I already did. I have quite probably put a major hole in the drilled cush rubber bushing theory. With one of my formulas for popping a wheelie, we get 1250 foot pounds of torque at the axle. With the dyno measured engine torque applied to the gear ratios I get 705 foot pounds of torque. But you never really offered any math, just your usual hyperbole and sarcastic approval of my math. Ratchet, please answer these questions: Approximately how much torque is each acceleration bushing enduring when one pops a wheelie? Approximately how much torque is at the rear axle for our bikes when in first gear if the engine puts out 60 foot pounds of torque? And please show the math you used to arrive at the answers. The splines are quite likely more prone to damage after drilling the cush rubber bushings. But to prove it, we might need to set up a jig to apply 1250 foot pounds of force, divided by six bushings....assuming that the 1250 foot pounds of torque is about the maximum pressure that the six acceleration bushings would have to endure. Then again, maybe it is not that big a deal for it to "bottom out" at wheelie popping torque. Perhaps if it bottoms out at only 600 foot pounds or so, it has already protected the splines from nearly half the 1250 foot pound force, and maximum torque can be delivered more efficiently????? Is the lost protection of the splines worth trading for perceived smoothness (vagueness)? What really concerns me is the people chucking out half the bushings and drilling the other half.

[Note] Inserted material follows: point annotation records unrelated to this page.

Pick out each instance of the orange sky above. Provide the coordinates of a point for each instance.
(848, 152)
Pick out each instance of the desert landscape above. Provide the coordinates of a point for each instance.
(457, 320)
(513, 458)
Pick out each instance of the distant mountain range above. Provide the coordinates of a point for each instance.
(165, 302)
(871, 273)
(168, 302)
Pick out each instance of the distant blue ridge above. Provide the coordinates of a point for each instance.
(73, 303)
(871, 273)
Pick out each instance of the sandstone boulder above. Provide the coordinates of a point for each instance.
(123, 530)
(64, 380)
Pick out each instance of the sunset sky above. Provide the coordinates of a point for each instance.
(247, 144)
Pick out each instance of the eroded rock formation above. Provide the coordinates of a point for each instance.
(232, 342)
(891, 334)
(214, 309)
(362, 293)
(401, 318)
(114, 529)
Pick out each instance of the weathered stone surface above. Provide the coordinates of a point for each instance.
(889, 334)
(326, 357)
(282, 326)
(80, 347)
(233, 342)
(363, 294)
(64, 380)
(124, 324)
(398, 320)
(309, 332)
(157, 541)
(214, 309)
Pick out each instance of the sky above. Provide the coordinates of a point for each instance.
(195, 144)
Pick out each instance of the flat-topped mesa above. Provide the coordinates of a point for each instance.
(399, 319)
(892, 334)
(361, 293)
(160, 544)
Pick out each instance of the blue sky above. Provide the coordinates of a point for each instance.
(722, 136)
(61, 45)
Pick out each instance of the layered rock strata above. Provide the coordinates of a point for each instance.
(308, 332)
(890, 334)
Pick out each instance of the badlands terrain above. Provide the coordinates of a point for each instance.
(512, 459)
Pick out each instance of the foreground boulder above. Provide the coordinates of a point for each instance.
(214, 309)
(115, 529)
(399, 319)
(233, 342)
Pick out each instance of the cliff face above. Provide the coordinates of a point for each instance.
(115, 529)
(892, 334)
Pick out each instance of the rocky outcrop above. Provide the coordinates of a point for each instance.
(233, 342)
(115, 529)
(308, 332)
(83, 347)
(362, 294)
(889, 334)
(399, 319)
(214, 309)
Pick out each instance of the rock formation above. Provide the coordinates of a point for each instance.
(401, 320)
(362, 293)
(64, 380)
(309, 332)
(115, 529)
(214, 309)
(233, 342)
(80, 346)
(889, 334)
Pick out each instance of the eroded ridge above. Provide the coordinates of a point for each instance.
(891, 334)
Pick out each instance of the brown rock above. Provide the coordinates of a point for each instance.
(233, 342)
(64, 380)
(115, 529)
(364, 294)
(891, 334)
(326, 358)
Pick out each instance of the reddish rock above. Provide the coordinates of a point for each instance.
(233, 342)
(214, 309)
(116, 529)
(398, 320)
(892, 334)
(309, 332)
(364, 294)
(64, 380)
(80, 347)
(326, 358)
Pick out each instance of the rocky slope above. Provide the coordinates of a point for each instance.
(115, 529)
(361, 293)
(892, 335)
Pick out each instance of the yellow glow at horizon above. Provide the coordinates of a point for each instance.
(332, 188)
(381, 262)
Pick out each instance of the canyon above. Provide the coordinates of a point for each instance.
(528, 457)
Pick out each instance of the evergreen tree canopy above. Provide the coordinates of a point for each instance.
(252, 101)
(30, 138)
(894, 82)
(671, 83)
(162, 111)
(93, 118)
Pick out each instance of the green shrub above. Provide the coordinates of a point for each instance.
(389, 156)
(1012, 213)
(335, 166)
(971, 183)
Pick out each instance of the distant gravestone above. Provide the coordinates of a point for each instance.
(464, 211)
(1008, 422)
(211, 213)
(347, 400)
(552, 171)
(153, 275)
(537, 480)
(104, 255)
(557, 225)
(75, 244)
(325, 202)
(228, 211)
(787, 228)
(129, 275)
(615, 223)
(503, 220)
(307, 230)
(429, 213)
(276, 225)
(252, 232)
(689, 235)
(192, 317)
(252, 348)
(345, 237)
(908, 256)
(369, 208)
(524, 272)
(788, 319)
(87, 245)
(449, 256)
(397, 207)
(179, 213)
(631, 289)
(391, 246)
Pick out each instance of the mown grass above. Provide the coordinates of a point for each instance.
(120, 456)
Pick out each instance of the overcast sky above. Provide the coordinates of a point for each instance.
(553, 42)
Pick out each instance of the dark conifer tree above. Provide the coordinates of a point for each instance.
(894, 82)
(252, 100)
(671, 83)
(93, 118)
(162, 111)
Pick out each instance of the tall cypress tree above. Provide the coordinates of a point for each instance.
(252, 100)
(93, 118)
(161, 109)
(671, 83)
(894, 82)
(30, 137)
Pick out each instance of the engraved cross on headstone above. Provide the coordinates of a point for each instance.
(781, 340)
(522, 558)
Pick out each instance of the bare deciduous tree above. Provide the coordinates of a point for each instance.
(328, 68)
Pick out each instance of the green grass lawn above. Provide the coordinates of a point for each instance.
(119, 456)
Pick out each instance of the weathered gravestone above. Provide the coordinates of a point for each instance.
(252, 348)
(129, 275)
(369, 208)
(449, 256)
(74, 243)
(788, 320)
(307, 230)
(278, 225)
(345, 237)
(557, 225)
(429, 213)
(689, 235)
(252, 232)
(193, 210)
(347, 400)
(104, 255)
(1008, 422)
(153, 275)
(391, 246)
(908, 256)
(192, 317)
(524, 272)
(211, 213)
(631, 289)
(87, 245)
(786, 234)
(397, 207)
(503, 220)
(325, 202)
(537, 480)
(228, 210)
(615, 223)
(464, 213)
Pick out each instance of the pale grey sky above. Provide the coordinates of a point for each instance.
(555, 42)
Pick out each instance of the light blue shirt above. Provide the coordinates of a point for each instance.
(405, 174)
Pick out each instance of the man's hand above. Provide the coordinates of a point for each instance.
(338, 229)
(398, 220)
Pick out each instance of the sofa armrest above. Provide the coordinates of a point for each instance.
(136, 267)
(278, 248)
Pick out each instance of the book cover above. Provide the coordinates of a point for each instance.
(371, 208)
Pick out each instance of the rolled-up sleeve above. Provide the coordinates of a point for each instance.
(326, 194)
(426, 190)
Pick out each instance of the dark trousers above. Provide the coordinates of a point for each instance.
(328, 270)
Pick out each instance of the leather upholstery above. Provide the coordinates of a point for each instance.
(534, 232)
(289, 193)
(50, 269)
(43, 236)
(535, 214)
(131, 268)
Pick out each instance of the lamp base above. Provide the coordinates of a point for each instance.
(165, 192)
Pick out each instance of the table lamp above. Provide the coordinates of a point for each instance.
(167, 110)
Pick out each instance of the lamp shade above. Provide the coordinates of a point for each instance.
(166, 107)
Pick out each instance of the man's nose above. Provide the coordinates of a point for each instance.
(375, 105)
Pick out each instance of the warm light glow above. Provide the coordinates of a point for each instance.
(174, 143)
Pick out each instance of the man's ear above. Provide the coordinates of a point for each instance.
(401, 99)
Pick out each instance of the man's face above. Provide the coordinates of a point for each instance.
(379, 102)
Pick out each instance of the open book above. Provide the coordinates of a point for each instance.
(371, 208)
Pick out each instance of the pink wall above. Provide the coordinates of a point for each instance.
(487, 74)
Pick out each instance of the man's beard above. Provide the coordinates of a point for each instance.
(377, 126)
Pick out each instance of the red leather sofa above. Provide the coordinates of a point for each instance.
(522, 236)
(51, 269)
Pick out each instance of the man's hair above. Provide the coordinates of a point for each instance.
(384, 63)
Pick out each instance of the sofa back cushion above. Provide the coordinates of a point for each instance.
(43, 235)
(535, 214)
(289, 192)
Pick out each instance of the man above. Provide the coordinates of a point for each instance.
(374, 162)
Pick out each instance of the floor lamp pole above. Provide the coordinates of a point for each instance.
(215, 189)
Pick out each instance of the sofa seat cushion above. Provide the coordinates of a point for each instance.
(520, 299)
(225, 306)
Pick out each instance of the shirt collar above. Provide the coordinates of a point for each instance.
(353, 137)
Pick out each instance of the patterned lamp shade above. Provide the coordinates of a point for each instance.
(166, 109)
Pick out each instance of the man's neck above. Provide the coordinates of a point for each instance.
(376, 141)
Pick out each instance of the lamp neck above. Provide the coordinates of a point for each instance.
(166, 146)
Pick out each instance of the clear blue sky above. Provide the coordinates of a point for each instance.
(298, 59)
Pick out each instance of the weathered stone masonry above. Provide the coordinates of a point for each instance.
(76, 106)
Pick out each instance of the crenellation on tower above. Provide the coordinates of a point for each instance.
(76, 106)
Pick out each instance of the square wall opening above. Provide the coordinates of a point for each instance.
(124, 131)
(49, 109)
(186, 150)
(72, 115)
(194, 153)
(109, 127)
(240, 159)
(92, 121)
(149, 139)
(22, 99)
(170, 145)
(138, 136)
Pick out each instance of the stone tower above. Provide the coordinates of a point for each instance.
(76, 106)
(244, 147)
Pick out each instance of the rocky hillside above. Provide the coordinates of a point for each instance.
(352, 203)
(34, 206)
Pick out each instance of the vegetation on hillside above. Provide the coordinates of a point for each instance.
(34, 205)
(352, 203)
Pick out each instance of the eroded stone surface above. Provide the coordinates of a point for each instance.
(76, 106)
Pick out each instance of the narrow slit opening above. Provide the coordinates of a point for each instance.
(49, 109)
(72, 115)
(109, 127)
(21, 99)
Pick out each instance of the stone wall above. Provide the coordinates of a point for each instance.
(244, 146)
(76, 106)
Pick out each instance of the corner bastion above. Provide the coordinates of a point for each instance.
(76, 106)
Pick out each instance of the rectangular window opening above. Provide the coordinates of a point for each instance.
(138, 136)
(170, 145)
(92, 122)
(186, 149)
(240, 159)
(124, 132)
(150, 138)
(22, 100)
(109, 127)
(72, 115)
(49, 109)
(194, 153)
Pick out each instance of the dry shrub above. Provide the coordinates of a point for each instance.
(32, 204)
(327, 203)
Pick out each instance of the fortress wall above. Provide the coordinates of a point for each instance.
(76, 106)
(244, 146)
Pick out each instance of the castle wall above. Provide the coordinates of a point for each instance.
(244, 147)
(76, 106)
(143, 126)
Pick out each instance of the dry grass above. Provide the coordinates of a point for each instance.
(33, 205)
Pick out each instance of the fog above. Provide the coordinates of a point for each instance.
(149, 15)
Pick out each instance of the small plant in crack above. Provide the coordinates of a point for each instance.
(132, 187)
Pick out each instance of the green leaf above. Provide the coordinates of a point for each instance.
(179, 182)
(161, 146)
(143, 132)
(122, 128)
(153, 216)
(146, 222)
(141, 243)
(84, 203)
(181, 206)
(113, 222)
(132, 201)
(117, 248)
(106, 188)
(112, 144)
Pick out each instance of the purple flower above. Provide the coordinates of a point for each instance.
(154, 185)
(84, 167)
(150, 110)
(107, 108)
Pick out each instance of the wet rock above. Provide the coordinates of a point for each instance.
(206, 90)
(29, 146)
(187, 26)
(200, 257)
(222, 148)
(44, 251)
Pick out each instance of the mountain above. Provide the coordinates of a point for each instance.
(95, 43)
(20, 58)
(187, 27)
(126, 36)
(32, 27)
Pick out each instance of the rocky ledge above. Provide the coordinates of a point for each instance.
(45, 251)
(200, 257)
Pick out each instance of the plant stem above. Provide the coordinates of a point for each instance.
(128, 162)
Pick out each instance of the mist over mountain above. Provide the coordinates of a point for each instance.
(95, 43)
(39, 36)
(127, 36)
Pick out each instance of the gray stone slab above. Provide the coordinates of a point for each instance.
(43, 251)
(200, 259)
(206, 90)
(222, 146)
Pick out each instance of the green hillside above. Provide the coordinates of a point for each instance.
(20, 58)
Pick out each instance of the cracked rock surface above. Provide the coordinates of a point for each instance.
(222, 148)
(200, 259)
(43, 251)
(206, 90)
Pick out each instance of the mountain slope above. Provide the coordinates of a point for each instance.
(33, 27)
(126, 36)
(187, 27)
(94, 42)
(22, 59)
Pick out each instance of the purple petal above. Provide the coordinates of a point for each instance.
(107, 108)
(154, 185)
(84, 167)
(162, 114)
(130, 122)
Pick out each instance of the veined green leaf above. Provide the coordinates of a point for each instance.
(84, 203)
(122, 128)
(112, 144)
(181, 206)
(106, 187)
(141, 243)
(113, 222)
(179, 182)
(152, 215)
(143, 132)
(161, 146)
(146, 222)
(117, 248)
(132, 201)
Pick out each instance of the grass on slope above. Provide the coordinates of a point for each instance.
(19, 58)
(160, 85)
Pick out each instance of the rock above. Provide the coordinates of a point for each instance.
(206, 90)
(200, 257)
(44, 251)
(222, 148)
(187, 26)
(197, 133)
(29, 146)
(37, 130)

Is the dyno measuring the torque the 60 foot pounds at the axle? I don't think so. That would mean that if put a little more than 60 pound bag of cement on a foot long lever coming off the rear axle, that front end of the bike would lift the bike into the air!!!! Something is wrong with your math. But, assuming you are correct that there is only 60 foot pounds of force(plus a little from momentary bursts of a popped clutch), I don't see how that could effect the massive splines, and I don't think we need any cush unless it is not torque that is threatening our splines, but rather vibration eating at the splines and the whole purpose of the cush is to dampen the vibration, not absorb the force of the rather miniscule 60 foot pounds of axle torque. If that is the case we should be looking an elastomer with excellent vibration suppression. But I think your math is off. I think that while the dyno is measuring RWHP, it is not measuring axle torque. The measured torque is probably an estimate of the torque at the crank. Geared down to first gear where we can pop a wheelie that torque is multiplied. But how much? Can we simply use the ratios from the owner's manual? first gear is 1:11.7589 (engine-wheel) So, 60 foot pounds would be multiplied by 11.7589 to give us 705.534. I know my bike with roughly 60 foot pounds of torque can't lift the front wheel without a bit of coercion. How much more torque can we get by popping the clutch? We know it is enough to bring the front wheel up, and I know that my bike won't wheelie from simply giving it 705 foot pounds of torque at the rear axle. It does seem unlikely that we would have to escalate the force from 705 to 1250 just to make the front wheel come off the ground. Assuming my 1250 number is correct, that would correspond to 106 foot pound of engine torque following the owner's manual's 11.7589 ratio. That does seem a bit high. The true force to lift the front wheel is probably somewhere between 1250 and 705 foot pounds.